Jamaica dentist Dr. Kevin J. Grant said he will never forget the faces of Haiti after he recently traveled to the troubled island nation to help those in pain.
Grant said he and his team saw 263 patients in Cap Haitien, Haiti’s second-largest city, and saved 121 baby teeth and 51 permanent teeth. He also extracted nearly 150 teeth.
“These people haven’t seen a dentist in all their lives,” Grant said in a telephone interview Friday.
With no water or electricity, Grant attached lights to his head and did fillings and restorations using hand instruments. To sterilize the instruments, he used a pressure cooker and propane tank.
“We saved a lot of teeth, but we took most of them out,” he said, noting some of the patients he treated were in pain or had pus and infection.
Grant arrived in Haiti March 21 with a group called Operation Smile, which he hooked up with through the American Dental Association’s Web site.

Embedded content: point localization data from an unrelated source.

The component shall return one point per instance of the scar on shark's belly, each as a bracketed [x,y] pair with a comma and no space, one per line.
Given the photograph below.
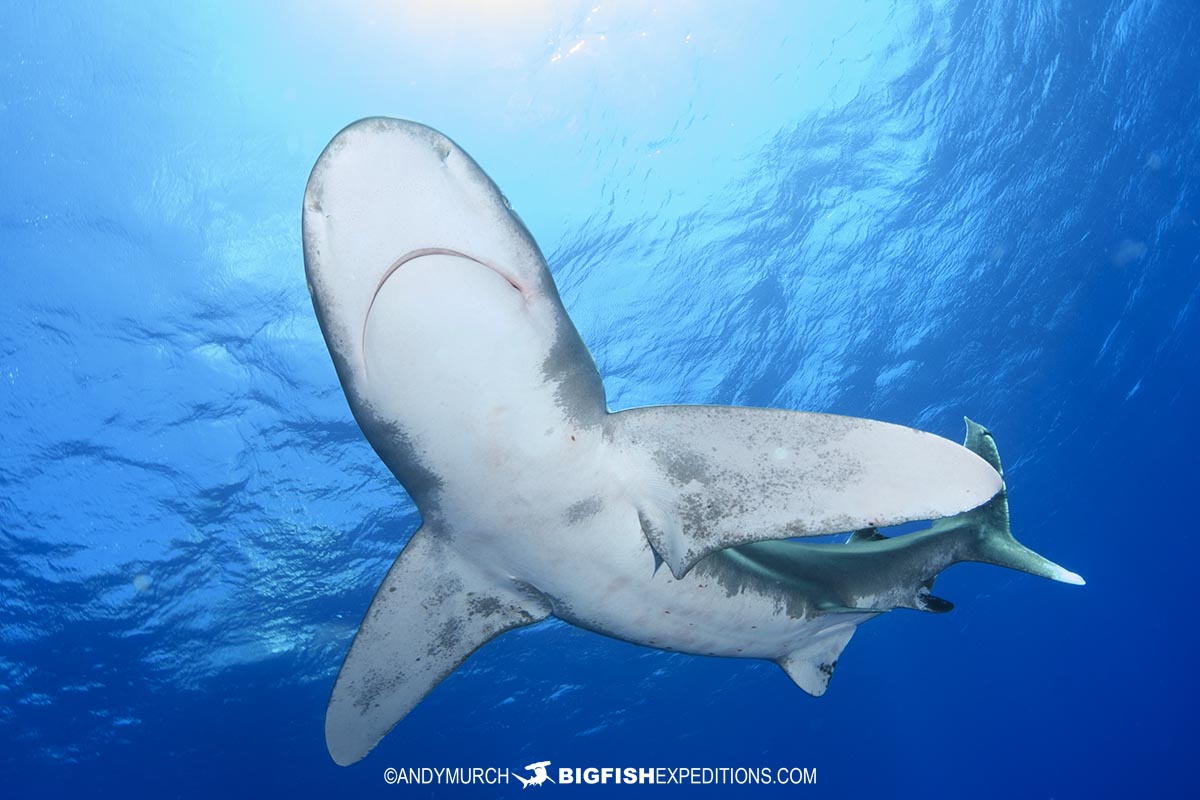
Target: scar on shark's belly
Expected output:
[412,256]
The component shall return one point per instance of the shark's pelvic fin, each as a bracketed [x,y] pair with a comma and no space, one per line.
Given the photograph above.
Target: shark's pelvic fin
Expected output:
[719,476]
[813,666]
[432,611]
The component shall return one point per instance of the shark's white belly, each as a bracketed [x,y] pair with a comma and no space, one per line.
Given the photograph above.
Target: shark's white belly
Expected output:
[565,529]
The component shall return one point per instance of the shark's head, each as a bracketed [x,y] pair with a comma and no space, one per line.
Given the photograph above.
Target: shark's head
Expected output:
[436,302]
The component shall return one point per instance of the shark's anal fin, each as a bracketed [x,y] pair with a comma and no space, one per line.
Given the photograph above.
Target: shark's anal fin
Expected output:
[714,476]
[431,612]
[813,666]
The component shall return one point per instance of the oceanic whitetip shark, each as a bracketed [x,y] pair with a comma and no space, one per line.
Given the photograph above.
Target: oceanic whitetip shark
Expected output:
[469,380]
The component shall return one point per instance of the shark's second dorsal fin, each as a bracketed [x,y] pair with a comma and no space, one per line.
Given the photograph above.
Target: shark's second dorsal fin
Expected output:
[811,667]
[865,535]
[432,611]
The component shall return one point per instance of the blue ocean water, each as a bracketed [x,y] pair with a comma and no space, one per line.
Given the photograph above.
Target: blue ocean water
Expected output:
[907,211]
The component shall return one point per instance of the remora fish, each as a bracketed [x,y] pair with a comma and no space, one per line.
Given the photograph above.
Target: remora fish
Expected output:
[469,380]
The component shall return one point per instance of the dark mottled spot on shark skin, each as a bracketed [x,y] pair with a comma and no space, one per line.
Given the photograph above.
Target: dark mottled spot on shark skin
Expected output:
[406,461]
[373,686]
[447,638]
[483,605]
[684,465]
[581,510]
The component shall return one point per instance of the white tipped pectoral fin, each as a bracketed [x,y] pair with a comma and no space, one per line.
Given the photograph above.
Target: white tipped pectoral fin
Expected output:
[387,190]
[718,476]
[431,612]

The organization was the first group of volunteer dentists to arrive in the damaged country nearly four months after a 7.0-magnitude earthquake devastated Haiti’s capital, Port-au-Prince.
Grant, 46, said the experience showed him how the stresses in his life, such as paying the mortgage on his Jamaica office at 87-52A Parsons Blvd., paled in comparison to the problems in Haiti.
“It made me realize how silly my worries are,” he said. “Their worries are more pressing.”
He said the patients, especially children, reacted differently when getting shots of anesthetic than those at his Jamaica practice because Haitians are used to suffering while Americans lead more protected lives.
“The kids just — they made a little squeak, but no one grabbed my hand,” he said.
Grant said sugar cane, a major staple in Haiti, was the main cause of tooth decay of his patients there. His Haitian patients received toothbrushes and toothpaste and received tips on caring for their teeth.
“A lot of it was home care instruction,” Grant said.
Grant, who volunteered his dental expertise in New Orleans following Hurricane Katrina in 2005, said he plans to return to Haiti and lend his hand in other impoverished countries.
Dentists are “needed everywhere, [but] Haiti is in the forefront of my mind,” he said.
“God has blessed me twice all over,” Grant said. “I’m already blessed and I need to share that love. I believe in karma and giving back.”
Grant worked in Haiti with 16 others — five dentists, eight pre-dental students from Ohio State University and three hygienists.
“We worked a well-oiled machine,” he said. “There was no ego.”
To communicate with his patients, Grant said he learned the main terms he needed to know in Creole: “spit,” “sit,” “lay back” and “Where does it hurt?”